As firefighters slowly and methodically contain the wildfires here in California, many people have asked—how does all of the ash and smoke settling down from the fires impact the ocean?
We may never know the full impacts of these particular fires because they will cause shifts in ocean chemistry that are long-term and difficult to trace.
“Black carbon” is the by-product formed by the incomplete combustion of fossil fuels and biomass burned in forest fires like. This black carbon makes its way into the ocean by falling directly onto the sea surface as ash and charcoal and flowing in with river runoff.
Some of that carbon sinks to the seafloor, and in some areas, about half of the organic carbon in sediments originates from black carbon: https://agupubs.onlinelibrary.wiley.com/doi/epdf/10.1002/2016GL068574
Wildfires also increase levels of CO and nutrients like nitrogen and phosphorus in the ocean. The influx of nutrients affects growth rates for microscopic organisms at the base of the food web: https://oceana.org/blog/wildfires-aren’t-just-land-thing-smoke-and-ash-can-choke-ocean-too
This shift in the building blocks of the ocean food web creates a chain reaction that plays out over time and depth, through the entire ecosystem.

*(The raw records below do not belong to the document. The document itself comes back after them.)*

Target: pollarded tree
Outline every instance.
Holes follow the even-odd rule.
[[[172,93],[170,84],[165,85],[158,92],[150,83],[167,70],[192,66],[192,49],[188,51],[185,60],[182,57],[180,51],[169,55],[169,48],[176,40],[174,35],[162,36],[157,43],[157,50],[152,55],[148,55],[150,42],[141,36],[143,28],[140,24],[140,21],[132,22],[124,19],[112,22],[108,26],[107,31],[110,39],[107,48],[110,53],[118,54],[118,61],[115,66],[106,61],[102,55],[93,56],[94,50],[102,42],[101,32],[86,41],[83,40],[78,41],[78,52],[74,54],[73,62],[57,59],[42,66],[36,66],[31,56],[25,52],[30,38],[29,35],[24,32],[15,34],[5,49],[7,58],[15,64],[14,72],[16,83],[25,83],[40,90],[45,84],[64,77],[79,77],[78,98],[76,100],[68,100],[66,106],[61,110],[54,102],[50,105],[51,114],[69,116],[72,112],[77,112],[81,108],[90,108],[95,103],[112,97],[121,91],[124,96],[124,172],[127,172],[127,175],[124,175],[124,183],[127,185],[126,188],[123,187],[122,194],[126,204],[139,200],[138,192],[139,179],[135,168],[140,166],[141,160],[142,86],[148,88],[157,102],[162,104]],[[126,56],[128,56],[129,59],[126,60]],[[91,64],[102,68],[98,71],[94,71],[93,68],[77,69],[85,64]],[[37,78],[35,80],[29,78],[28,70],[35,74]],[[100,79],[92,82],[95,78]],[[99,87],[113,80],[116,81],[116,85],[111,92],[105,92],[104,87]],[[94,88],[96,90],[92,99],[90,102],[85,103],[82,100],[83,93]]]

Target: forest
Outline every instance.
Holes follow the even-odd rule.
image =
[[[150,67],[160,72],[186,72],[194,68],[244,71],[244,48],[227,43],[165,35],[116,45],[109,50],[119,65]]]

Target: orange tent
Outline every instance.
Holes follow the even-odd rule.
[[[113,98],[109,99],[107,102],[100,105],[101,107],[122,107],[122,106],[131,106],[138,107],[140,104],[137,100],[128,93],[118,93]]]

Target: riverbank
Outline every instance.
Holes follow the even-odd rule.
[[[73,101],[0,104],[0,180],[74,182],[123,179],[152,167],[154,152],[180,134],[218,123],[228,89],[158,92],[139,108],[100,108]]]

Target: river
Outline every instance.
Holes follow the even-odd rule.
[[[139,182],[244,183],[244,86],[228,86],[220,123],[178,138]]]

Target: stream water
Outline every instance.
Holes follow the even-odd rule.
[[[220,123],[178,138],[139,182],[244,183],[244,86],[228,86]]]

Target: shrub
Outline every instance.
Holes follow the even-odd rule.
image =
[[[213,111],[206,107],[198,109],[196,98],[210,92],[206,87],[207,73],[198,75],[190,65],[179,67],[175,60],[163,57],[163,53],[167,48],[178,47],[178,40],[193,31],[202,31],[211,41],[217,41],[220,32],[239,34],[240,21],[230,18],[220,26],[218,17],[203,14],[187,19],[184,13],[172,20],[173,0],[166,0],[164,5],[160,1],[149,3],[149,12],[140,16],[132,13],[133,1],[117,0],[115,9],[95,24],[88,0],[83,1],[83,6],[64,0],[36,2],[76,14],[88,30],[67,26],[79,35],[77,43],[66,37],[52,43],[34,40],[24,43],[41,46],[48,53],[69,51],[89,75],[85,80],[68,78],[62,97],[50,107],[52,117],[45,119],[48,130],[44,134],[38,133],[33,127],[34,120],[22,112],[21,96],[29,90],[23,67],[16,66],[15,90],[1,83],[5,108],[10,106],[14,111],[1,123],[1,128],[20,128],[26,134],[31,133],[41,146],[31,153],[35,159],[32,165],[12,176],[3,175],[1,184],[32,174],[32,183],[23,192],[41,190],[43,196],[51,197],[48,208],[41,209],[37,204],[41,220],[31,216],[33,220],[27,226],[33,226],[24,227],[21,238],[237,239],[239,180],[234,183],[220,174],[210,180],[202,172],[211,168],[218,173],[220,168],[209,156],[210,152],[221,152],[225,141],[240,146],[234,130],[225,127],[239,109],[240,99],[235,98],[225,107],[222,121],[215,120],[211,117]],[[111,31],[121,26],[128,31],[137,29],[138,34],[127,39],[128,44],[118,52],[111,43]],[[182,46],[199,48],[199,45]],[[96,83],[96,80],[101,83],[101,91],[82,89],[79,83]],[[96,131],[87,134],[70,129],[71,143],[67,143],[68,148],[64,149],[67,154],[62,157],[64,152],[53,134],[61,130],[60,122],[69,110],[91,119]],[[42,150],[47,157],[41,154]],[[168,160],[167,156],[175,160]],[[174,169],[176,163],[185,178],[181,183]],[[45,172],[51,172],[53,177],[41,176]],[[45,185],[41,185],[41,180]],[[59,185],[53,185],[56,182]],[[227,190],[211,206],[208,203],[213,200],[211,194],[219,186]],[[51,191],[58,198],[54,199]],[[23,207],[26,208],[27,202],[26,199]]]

Even before these fires started raging in our area, MBARI researchers Ken Smith, Henry Ruhl, and Crissy Huffard ( @Mucktopus) wondered how increasing fire activity in California might influence carbon flux at a long-term site called Station M, 4,000 meters deep of central CA.
Long-term observations are critical for understanding how carbon and nutrients cycle between the surface waters and the seafloor, allowing scientists to compare “baseline conditions” of the deep sea to large-scale changes caused by events like wildfires: https://www.mbari.org/station-m-summary/
Complex weather patterns and oceanic cycles make studying these processes challenging, but the more we learn about oceanic systems, the more we will be able to understand how climate change—and the extreme weather that comes along with it—impacts all ocean life.